# How would I use implicit differentiation to find an equation of the tangent line to the curve at the given point.

So the question is: Use implicit differentiation to find an equation of the tangent line to the curve at the given point.

$$x^2 + y^2 = (5x^2 + 4y^2 − x)^2,\text{ at } (0, 1/4) \text{ (cardioid)}$$

If anyone can help me out I would like a step by step process to find the solution of this problem. I also don't really understand how to differentiate so if there is anything to help with that then it would be great.

• You just asked a similar question an hour ago and got an answer. Are you working your way through your homework exercises? Commented May 14, 2022 at 1:09
• Yes. But just these two problems. And I realized that I don't really understand implicit differentiation at all and I'm hoping to get a more in depth explanation of how exactly to do that as well.
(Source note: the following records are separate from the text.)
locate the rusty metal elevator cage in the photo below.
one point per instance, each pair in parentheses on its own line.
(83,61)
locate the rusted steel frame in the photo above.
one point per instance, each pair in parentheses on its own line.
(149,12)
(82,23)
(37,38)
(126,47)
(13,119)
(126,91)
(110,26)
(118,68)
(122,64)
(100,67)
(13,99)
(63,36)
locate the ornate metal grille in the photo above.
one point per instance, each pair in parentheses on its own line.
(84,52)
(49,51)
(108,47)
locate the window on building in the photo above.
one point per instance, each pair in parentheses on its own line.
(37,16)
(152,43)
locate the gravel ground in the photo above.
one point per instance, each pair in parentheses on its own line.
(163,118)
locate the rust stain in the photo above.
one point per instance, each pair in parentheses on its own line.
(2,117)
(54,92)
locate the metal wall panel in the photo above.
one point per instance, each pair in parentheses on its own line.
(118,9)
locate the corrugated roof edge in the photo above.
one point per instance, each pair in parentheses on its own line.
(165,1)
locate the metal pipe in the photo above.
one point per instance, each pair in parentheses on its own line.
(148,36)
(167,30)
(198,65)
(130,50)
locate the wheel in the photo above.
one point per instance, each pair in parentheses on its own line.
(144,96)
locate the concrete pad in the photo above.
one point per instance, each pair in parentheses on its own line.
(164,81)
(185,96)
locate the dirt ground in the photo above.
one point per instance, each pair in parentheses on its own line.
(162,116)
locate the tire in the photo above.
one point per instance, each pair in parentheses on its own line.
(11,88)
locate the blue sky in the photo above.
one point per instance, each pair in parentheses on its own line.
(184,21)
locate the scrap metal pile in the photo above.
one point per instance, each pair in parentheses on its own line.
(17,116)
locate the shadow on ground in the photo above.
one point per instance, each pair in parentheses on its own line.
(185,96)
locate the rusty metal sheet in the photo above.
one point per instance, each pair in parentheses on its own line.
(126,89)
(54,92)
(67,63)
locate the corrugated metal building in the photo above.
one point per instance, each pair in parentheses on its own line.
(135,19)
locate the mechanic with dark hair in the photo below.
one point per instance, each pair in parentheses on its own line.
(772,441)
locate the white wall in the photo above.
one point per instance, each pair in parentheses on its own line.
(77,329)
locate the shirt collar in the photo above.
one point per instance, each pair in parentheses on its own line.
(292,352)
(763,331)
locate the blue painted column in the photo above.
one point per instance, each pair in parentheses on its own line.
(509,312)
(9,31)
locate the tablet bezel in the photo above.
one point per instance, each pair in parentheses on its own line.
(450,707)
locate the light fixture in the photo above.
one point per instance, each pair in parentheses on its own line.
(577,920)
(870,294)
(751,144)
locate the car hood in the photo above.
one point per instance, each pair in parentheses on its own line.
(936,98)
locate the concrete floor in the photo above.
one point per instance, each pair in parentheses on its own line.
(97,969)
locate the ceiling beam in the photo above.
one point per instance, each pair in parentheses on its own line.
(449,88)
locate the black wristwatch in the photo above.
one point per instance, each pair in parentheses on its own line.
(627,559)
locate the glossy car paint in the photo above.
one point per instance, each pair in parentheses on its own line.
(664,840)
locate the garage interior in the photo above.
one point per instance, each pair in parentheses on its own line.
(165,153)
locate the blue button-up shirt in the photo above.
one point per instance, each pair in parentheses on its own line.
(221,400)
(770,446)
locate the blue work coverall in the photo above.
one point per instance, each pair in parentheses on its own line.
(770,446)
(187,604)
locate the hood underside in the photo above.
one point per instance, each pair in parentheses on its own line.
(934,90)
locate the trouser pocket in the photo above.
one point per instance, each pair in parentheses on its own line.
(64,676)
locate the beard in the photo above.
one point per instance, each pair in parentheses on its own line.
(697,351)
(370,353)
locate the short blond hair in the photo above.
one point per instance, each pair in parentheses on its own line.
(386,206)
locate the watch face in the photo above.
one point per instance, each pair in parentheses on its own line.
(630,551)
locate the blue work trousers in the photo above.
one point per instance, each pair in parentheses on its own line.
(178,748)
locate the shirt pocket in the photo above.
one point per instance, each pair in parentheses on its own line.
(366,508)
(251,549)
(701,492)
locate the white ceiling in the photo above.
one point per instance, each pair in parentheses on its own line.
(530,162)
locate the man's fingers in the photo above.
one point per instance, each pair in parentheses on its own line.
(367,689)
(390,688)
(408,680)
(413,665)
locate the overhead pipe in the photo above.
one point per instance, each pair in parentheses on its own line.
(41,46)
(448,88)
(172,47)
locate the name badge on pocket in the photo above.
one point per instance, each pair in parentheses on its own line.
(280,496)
The text book hasn't really helped that much either so I am here now. Commented May 14, 2022 at 1:16

1. Consider that both $$x$$ and $$y$$ are functions of a third variable $$t$$, then take $$\dfrac{d}{dt}$$ of both sides of the equation, being careful to apply power rule, product rule, etc.
2. Multiply the result of step 1) by $$dt$$.
3. Divide the result of step 2) by $$dx$$.
4. Replace variables $$x$$ and $$y$$ by their values at the given point of tangency.
5. Solve the resulting equation for $$\dfrac{dy}{dx}$$ to find the slope of the tangent line.